"You may search all the corners of the world..."

Béatrice Joyeux-Prunel

When the machine laughs at us

This image appeared one day - during a long, painful observation, cluster after cluster, of what the machine could bring back from its grouping of similar images.

The illustration, and the accompanying caption, appeared to us as a stream,- in a huge, repetitive cluster, too abundant to go unnoticed.

"You may search every corner of the world... You will be able to search, to study, to investigate, Never... "

For a team of historians working on globalization, coming across such a message is as funny as it is painful.

Leaning on his globe with his magnifying glass, this character is a bit like us. If he seems to be looking everywhere, observing his globe and observing it again, the message that comments on his representation is nevertheless quite clear: "You will never find...".

If only the image had appeared once... But there are hundreds of them that landed on us!​​​​​​​

Now, for months, we have been spending a lot of energy to interpret, group, study, re-interrogate, understand, complete, analyze the results brought by the algorithms that analyze our corpus. Not only do we regularly unpack thousands of image clusters, which the machine spits out one after the other, without any other logic than the number of countries and cities in which they were published. But still, everything remains to be done.

Once the interesting clusters are gathered, how to analyze them? Are they relevant? This needs to be verified. What can the circulation of the images they present mean? And what circulates when this image circulates?​​​​​​​

An idea? A behavior? A taste? What has triggered the circulation of this image - if it can be a homogeneous phenomenon?

Permanent doubt.

Some images are advertising. Some illustrate current events. Others pass from one type to another, without the machine allowing us to see it immediately. For art images, for example, some circulate first to illustrate exhibition reports; then to illustrate artists' monographs; then to illustrate advertisments paid for by art dealers. In short, we must "search, study, investigate"...

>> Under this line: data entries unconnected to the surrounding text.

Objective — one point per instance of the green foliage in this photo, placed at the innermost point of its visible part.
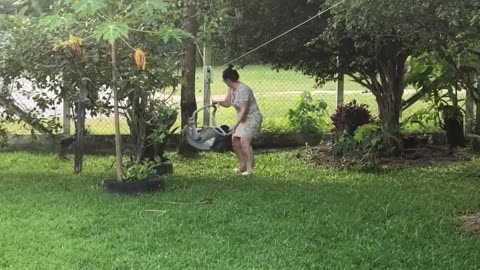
(111, 31)
(162, 118)
(436, 79)
(277, 126)
(138, 172)
(348, 117)
(3, 136)
(308, 115)
(368, 141)
(423, 120)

The already heavy work of algorithmic analysis quickly calls for another, equally heavy one: to observe the images in context, to open the pages of the magazines, to inform ourselves about these magazines, about the passages illustrated by our images; then another one still: to dig further, from other sources (archives, correspondences, printed sources), to understand the phenomenon which led for one particular image to be made, then printed, then reprinted, again and again.

"You will never find...".

 

So yes, this message first fell on us like a tile. Funny how the segmentation algorithm cut this ad off at this point, especially because the ad is longer; the text more wordy - and more explicit.

This insert is in fact an advertisement for Etablissements Moderna, 10 rue Danton in Levallois-Perret, specializing in furniture and interior design. A bazaar.

But if the meaning of this image is eventually clear, it is like a challenge created by the machine.

Is it a joke that the machine would throw to us? A sign of fate? A chance of life and research? The little mocking joke of an artificial intelligence that is more intelligent than we might think?

Historians (at least our team) do not believe in the intelligence of algorithms. What we retain from this image is first of all that we interpret things - and images and texts with them - according to our expectations, our frustrations, our needs.

In this case, the machine is not so much a challenge as an incentive to be wary of one's own interpretations.

 

 Another certainty: the work will never be finished. After the first surprise, followed by a fit of laughter, the image is sent to the whole team, studied, smiled upon, and then back to work. It's clear: we'll never get there - but it's a stinger to look for more.